Aulax cancellata
- Conservation status: Least Concern (IUCN 3.1)

Scientific classification
- Kingdom: Plantae
- Clade: Tracheophytes
- Clade: Angiosperms
- Clade: Eudicots
- Order: Proteales
- Family: Proteaceae
- Genus: Aulax
- Species: A. cancellata
- Binomial name: Aulax cancellata (L.) Druce

= Aulax cancellata =

- Genus: Aulax
- Species: cancellata
- Authority: (L.) Druce
- Conservation status: LC

Flowering shrub from South Africa

Aulax cancellata, the channel-leaf featherbush, is a shrub that is native to the Western Cape and the Eastern Cape and belongs to the genus Aulax. This plant is widespread, it occurs on the Cape Peninsula, Hottentots-Holland Mountains to the Langeberg and Kouga Mountains, Swartberg and Kammanassie Mountains. The shrub grows upright with a single stem and grows up to 2.5 m tall.

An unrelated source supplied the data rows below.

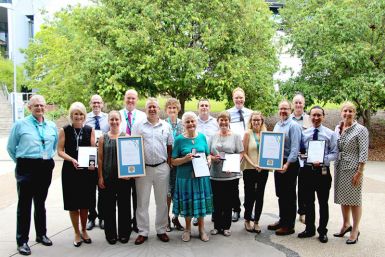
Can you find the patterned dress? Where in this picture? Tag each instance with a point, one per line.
(353, 146)
(193, 196)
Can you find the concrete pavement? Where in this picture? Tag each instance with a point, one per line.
(240, 243)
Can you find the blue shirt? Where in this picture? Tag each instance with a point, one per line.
(330, 138)
(292, 138)
(31, 139)
(103, 121)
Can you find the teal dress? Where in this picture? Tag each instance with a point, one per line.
(193, 196)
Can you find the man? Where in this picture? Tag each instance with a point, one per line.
(286, 178)
(32, 145)
(239, 117)
(299, 115)
(316, 175)
(99, 121)
(131, 116)
(158, 140)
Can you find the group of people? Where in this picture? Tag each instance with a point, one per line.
(170, 147)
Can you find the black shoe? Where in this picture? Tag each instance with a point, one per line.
(352, 242)
(111, 241)
(101, 224)
(236, 216)
(24, 249)
(90, 224)
(323, 238)
(306, 234)
(343, 233)
(44, 240)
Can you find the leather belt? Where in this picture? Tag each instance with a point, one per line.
(155, 165)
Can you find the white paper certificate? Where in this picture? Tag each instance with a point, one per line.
(201, 168)
(129, 153)
(87, 154)
(316, 151)
(232, 163)
(271, 147)
(238, 127)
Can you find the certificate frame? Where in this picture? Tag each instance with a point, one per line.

The plant dies in a fire but the seeds survive. The plant is bisexual, male and female flowers grow on different plants. The plants bloom from November to February. A variety of insect species help pollinate the plants. Female flowers dry out and form a woody shell in which the seeds are formed and preserved. The plant grows in sandstone soil at altitudes of 0 to 1 200 m.
In Afrikaans it is known as Geelveer.